The ‘Doctrine of Discovery’ was a European idea, coming from the thinking of religious leaders in the 1400s about how aboriginal people should be treated in the ‘New World.’ The Doctrine was formalized in the writings of Francisco de Vitoria (1483 – 1546), a Spanish Roman Catholic theologian and political thinker. Vitoria is sometimes referred to as the ‘father of international law.’ The interpretation of the Doctrine of Discovery is the international root of Federal Indian law in the United States.
The Doctrine recognized that the aboriginal inhabitants of the New World were people who had claims to the land that they occupied. Each European nation ‘discovering’ land in the New World would decide how to deal with the people who were already living there. The British made treaties with the Indians for example, indicating that they had special rights. The Spanish ‘conquered’ the Indians in Central and South America, and did not recognize any special land or other rights of the aboriginal tribes.
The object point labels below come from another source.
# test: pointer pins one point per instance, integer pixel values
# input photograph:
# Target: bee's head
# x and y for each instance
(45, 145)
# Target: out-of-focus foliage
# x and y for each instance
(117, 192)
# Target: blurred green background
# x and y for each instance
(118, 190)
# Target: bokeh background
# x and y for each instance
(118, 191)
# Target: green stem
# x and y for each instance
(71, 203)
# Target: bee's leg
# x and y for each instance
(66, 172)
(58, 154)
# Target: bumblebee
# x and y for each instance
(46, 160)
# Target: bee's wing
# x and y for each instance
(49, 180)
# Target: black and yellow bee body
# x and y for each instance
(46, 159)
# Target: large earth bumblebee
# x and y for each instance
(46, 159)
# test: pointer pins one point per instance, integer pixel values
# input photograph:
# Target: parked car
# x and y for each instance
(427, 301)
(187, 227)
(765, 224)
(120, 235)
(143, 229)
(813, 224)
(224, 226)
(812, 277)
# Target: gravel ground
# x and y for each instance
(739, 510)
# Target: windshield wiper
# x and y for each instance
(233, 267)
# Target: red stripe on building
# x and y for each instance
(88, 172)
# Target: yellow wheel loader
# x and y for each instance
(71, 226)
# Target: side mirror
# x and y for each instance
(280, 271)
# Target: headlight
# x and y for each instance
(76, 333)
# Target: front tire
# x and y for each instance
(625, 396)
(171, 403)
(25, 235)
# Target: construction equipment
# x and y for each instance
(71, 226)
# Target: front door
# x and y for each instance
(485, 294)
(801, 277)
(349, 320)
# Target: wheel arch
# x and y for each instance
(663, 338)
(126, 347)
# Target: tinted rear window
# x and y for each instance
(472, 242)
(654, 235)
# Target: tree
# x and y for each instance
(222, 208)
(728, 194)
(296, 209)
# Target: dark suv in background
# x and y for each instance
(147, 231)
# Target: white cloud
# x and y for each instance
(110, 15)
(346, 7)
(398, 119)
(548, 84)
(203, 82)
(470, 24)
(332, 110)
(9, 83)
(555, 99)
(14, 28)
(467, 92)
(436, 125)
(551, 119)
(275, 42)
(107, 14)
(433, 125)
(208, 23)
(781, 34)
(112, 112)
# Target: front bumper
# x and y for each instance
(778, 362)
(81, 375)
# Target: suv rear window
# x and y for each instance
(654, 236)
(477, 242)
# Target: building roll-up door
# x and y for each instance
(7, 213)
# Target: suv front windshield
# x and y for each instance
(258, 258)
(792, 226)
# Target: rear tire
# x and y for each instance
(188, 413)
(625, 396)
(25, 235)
In the U.S. the Doctrine of Discovery was interpreted to mean that there would be a federal recognition of Indian tribes, and settlement of lands and subsistence resources with the tribes. In the Lower 48 states, aboriginal land claims were mainly done through treaty-making with the Indians. Congress ended the practice of treaty-making in 1871, shortly after Alaska was purchased from the Russians. One hundred years later, Alaska Native land claims were settled by Congress through the Alaska Native Claims Settlement Act (1971).